Ultimamente si parla sempre più spesso di introversi ed estroversi. I primi spesso emergono come persone più intelligenti, sensibili e riflessive nelle comunità online, forse perché queste sono composte principalmente da loro.
Tuttavia, molti credono ancora che gli estroversi siano più propensi al successo nella "vita reale". Non temono di mettere in luce i loro successi e non si bloccano davanti alle decisioni.
Ma sembra che non siano gli estremi a vincere questa sfida.
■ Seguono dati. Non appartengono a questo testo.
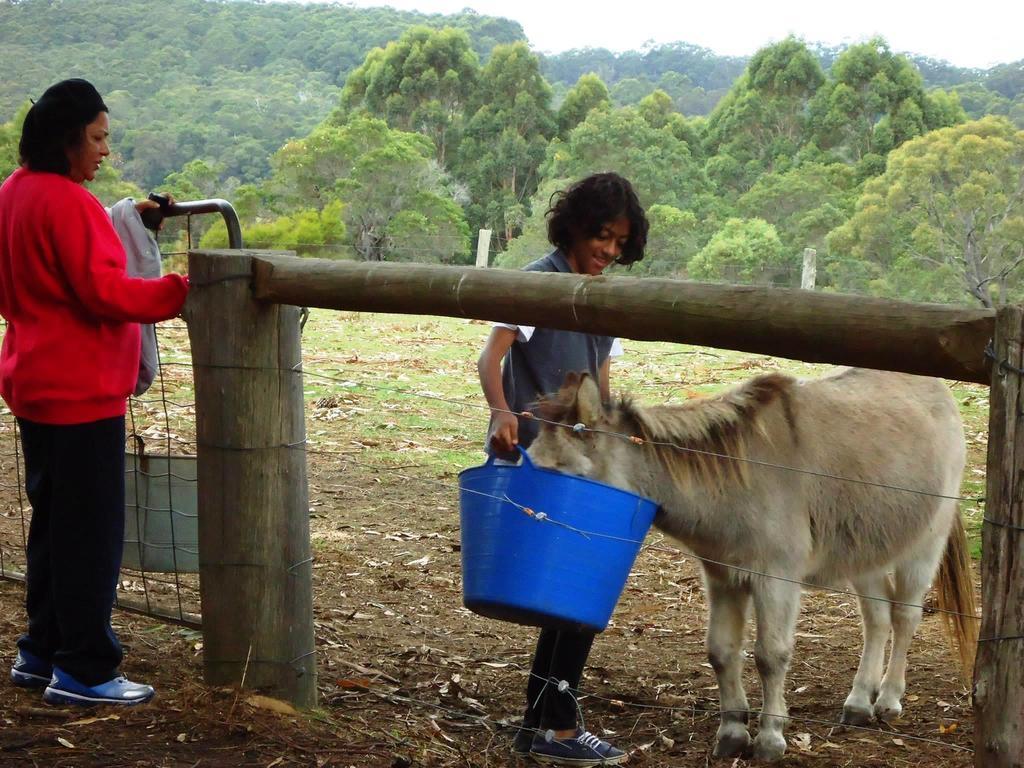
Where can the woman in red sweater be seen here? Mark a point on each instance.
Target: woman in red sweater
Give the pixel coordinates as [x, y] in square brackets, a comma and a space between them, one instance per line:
[70, 359]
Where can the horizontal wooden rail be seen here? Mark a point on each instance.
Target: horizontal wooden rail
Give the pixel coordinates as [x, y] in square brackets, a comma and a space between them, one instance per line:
[927, 339]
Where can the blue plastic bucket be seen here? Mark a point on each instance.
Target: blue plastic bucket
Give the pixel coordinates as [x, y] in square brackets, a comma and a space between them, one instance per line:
[565, 564]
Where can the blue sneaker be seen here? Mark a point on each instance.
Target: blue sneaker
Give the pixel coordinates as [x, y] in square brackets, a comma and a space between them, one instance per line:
[582, 750]
[30, 671]
[64, 689]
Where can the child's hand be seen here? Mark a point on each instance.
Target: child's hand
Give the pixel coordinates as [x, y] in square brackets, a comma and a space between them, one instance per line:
[505, 432]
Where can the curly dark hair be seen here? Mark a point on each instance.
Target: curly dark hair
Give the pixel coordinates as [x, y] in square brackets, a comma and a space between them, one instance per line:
[56, 123]
[591, 203]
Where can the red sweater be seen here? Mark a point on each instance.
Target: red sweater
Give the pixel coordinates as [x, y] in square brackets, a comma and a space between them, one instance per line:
[72, 347]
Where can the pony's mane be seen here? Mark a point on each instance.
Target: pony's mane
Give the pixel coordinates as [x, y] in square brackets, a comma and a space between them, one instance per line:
[701, 431]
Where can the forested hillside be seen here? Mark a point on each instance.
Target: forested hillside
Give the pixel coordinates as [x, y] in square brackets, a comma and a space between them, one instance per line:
[377, 134]
[224, 81]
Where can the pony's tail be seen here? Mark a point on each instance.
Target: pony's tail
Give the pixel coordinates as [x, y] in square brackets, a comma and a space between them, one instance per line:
[955, 598]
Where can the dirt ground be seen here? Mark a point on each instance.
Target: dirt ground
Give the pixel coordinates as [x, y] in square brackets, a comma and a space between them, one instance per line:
[408, 677]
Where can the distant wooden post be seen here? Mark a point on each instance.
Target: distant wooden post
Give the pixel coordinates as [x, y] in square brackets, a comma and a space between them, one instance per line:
[483, 248]
[255, 564]
[998, 678]
[810, 271]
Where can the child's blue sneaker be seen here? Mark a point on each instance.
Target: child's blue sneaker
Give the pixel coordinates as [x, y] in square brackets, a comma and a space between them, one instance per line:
[30, 671]
[582, 750]
[64, 689]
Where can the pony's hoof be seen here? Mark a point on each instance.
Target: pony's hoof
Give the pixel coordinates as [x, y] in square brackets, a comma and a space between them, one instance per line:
[856, 716]
[888, 711]
[732, 744]
[769, 748]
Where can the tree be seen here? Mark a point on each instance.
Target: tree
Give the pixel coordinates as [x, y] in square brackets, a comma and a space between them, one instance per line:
[946, 216]
[421, 82]
[743, 251]
[505, 139]
[761, 123]
[391, 188]
[590, 92]
[672, 242]
[873, 101]
[10, 135]
[804, 204]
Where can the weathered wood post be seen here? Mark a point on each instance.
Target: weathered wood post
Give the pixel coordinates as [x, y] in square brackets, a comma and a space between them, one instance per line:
[998, 678]
[255, 564]
[809, 273]
[483, 248]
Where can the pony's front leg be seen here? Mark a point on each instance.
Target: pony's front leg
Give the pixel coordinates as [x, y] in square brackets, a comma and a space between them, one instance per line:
[776, 604]
[727, 606]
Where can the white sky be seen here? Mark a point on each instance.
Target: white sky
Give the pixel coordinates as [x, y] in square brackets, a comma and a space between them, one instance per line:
[975, 33]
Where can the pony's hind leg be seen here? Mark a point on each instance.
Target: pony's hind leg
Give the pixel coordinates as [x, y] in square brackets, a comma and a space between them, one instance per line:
[727, 607]
[912, 579]
[776, 604]
[876, 616]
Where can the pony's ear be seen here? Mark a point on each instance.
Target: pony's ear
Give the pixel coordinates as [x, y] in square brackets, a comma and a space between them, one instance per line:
[589, 403]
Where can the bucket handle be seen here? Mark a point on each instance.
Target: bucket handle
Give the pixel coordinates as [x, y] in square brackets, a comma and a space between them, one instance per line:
[524, 460]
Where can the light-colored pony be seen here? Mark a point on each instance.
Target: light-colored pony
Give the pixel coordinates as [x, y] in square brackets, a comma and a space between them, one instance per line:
[871, 426]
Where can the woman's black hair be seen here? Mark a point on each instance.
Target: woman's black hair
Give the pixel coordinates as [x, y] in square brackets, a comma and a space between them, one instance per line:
[592, 203]
[56, 123]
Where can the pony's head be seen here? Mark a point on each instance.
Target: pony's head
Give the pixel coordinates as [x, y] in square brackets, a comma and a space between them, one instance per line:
[588, 451]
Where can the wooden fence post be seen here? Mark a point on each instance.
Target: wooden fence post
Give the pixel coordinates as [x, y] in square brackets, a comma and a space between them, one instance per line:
[998, 678]
[483, 248]
[810, 271]
[255, 564]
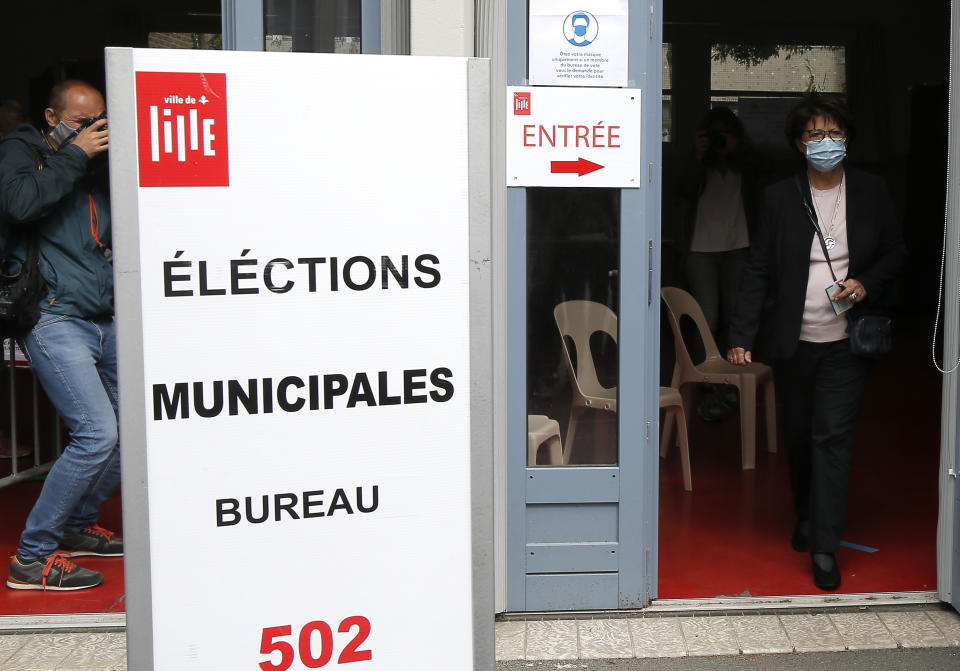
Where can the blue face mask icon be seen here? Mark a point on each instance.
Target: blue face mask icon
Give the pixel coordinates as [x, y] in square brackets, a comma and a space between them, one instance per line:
[580, 29]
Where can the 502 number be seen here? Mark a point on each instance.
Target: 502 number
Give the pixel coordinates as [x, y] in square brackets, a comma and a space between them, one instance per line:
[314, 654]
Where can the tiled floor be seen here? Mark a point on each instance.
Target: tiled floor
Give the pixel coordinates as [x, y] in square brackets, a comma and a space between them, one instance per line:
[748, 634]
[675, 635]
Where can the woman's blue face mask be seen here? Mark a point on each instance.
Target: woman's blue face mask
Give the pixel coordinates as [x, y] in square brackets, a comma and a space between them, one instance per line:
[826, 154]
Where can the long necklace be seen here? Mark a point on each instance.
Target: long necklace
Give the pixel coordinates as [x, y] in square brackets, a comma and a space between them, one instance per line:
[828, 240]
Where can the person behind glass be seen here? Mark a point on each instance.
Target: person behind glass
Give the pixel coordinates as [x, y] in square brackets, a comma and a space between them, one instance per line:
[52, 186]
[783, 308]
[718, 226]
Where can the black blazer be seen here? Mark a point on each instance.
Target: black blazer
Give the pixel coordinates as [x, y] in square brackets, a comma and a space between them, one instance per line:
[770, 304]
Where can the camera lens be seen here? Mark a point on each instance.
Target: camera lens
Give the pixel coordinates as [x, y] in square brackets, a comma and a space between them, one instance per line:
[718, 140]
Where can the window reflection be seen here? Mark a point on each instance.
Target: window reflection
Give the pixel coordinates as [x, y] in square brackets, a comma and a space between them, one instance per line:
[317, 26]
[573, 251]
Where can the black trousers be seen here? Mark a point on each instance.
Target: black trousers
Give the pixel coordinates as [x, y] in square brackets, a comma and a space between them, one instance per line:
[821, 388]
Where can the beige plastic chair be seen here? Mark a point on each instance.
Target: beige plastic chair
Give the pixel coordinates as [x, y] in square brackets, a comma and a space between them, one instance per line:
[579, 320]
[717, 370]
[672, 401]
[541, 430]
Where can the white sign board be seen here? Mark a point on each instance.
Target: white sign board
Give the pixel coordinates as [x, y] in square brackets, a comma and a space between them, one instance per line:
[558, 136]
[578, 43]
[295, 230]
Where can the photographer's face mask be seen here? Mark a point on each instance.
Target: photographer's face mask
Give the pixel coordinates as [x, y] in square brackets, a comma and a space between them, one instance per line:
[63, 134]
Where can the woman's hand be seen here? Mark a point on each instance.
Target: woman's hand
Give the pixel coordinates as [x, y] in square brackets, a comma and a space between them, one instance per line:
[852, 291]
[701, 144]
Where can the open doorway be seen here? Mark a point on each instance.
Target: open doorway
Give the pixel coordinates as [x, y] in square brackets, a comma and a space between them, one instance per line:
[731, 534]
[42, 46]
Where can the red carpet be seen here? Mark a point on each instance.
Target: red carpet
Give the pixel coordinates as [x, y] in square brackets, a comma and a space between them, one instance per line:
[15, 502]
[731, 534]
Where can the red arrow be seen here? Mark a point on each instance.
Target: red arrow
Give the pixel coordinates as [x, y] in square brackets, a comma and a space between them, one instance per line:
[581, 166]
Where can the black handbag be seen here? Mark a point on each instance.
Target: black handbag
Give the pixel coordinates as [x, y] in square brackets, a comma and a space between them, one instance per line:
[870, 334]
[22, 286]
[21, 292]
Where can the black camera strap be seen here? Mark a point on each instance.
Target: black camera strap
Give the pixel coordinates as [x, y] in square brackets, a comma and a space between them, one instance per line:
[816, 226]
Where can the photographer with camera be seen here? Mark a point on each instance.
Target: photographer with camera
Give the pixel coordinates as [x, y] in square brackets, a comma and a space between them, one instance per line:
[720, 196]
[53, 199]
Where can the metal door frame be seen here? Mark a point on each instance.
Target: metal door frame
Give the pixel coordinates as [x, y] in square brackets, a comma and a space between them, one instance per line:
[638, 322]
[948, 538]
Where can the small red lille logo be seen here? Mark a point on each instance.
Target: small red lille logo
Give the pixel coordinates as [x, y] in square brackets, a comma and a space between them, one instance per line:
[182, 129]
[521, 103]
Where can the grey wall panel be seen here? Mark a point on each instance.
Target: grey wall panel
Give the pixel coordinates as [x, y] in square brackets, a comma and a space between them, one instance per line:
[560, 557]
[595, 591]
[571, 522]
[564, 485]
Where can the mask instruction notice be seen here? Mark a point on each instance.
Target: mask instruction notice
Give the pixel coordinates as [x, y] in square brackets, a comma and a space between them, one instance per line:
[578, 44]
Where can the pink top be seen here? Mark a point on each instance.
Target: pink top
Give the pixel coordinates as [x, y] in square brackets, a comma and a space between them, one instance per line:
[820, 323]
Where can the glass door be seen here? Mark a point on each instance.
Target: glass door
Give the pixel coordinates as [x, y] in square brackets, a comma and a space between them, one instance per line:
[582, 368]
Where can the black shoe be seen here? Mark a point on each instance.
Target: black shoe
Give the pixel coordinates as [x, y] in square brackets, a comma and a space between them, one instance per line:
[54, 573]
[799, 540]
[826, 578]
[729, 396]
[94, 541]
[711, 409]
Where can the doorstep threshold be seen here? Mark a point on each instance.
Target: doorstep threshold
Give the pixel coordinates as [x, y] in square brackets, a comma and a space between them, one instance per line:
[64, 622]
[742, 604]
[793, 601]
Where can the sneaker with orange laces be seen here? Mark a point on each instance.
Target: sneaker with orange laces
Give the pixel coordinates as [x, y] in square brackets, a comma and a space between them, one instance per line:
[55, 573]
[94, 541]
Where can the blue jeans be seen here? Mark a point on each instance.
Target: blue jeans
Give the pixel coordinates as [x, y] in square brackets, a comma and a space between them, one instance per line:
[76, 362]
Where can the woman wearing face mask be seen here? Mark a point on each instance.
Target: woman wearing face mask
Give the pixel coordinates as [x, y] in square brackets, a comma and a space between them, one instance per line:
[784, 310]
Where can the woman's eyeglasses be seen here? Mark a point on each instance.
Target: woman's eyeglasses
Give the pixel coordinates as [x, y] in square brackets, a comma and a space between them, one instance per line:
[817, 135]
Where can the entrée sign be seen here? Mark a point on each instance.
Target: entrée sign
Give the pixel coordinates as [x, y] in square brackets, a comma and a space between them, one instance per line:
[560, 136]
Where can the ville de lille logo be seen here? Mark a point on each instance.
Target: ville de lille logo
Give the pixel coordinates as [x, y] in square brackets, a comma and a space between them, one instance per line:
[182, 129]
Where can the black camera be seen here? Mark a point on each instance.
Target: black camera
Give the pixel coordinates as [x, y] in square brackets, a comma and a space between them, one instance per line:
[90, 121]
[718, 140]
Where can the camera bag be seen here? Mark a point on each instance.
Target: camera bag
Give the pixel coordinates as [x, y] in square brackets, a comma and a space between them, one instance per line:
[21, 289]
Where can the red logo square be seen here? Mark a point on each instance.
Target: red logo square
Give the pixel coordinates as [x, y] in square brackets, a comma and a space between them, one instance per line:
[182, 129]
[521, 103]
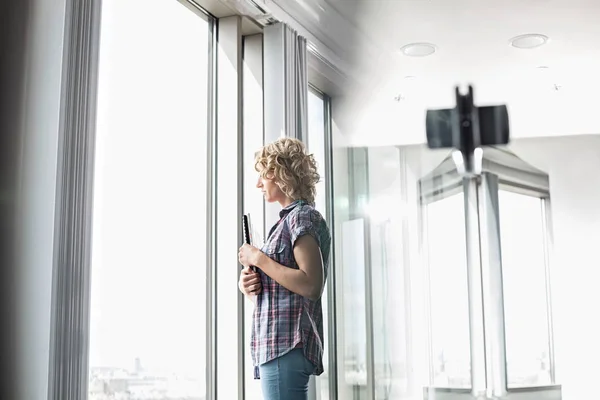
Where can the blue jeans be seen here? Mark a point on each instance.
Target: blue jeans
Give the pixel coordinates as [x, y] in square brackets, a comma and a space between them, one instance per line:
[286, 377]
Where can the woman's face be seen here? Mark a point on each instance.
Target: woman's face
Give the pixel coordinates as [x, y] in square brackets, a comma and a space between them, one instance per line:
[269, 189]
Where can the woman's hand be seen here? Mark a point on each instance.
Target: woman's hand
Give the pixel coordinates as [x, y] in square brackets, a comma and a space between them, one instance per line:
[249, 283]
[249, 255]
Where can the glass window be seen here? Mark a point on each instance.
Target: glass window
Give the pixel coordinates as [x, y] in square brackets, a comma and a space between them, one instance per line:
[148, 315]
[524, 256]
[448, 292]
[316, 146]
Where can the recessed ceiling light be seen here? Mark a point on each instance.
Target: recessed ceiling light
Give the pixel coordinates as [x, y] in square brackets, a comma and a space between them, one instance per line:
[529, 41]
[418, 49]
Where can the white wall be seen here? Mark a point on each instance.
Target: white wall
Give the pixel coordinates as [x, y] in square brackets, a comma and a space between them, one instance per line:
[37, 194]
Gli ambiverti, infatti, combinano i due tipi di personalità e, se usano bene le loro carte, tirano fuori il meglio da entrambi.
Anche la ricerca conferma questa idea
Adam Grant, professore di psicologia all’Università della Pennsylvania, ha coniato nel 2013 il termine "vantaggio ambiverto". Ha messo in discussione l’idea che gli estroversi siano più efficaci e produttivi nelle vendite.
Dopo aver studiato 340 operatori di call center, Grant ha scoperto che chi si posiziona a metà della scala estroversione ottiene i migliori risultati. I dati seguivano una curva a campana: i meno performanti erano gli estremi, sia introversi che estroversi.

“Poiché seguono naturalmente un ritmo flessibile tra parlare e ascoltare, gli ambiverti probabilmente mostrano sufficiente assertività ed entusiasmo.”
Inoltre, gli ambiverti “tendono a prestare più attenzione agli interessi del cliente e hanno meno probabilità di apparire troppo eccitati o troppo sicuri di sé".
Un buon capo è sia introverso che estroverso
Karl Moore, docente di management alla McGill University e collaboratore dell’Università di Oxford, studia gli ambiverti da anni. Stima che il 40% dei leader aziendali sia estroverso, un altro 40% introverso e il 20% un vero ambiverto. Crede però che la pandemia abbia spinto tutti i tipi di leader ad agire più da ambiverti.
Nel suo prossimo libro, We Are All Ambiverts Now, Moore spiega che la situazione che abbiamo vissuto ha costretto i capi a sfruttare i punti di forza sia dell’estroversione che dell’introversione. Per esempio, dovevano creare ambienti di lavoro flessibili ed empatici, ma anche trasmettere entusiasmo chiaro e coinvolgente per guidare il team verso l’ignoto.
“La pandemia significa che un CEO deve ascoltare molto – un grande leader è un ottimo ascoltatore", dice Moore. “Ma deve anche saper ispirare, per far credere agli altri che supereranno la crisi.”
Si può imparare
La buona notizia è che, secondo i ricercatori, essere ambiverti – almeno in parte – si può imparare. La maggior parte di noi ha entrambi i tratti, pochi sono agli estremi.
Gli esperti suggeriscono di considerare anche un coach per rafforzare il lato introverso o estroverso. Può essere stancante, richiede disciplina, ma ti porterà avanti nel lavoro.
Oltre al successo professionale, questa pratica ha un altro vantaggio: non solo costruirai la tua carriera o diventerai un leader migliore, ma chi ti sta intorno sentirà di potersi fidare di te, saprà che li ascolti davvero e ti vedrà come una persona da seguire ovunque.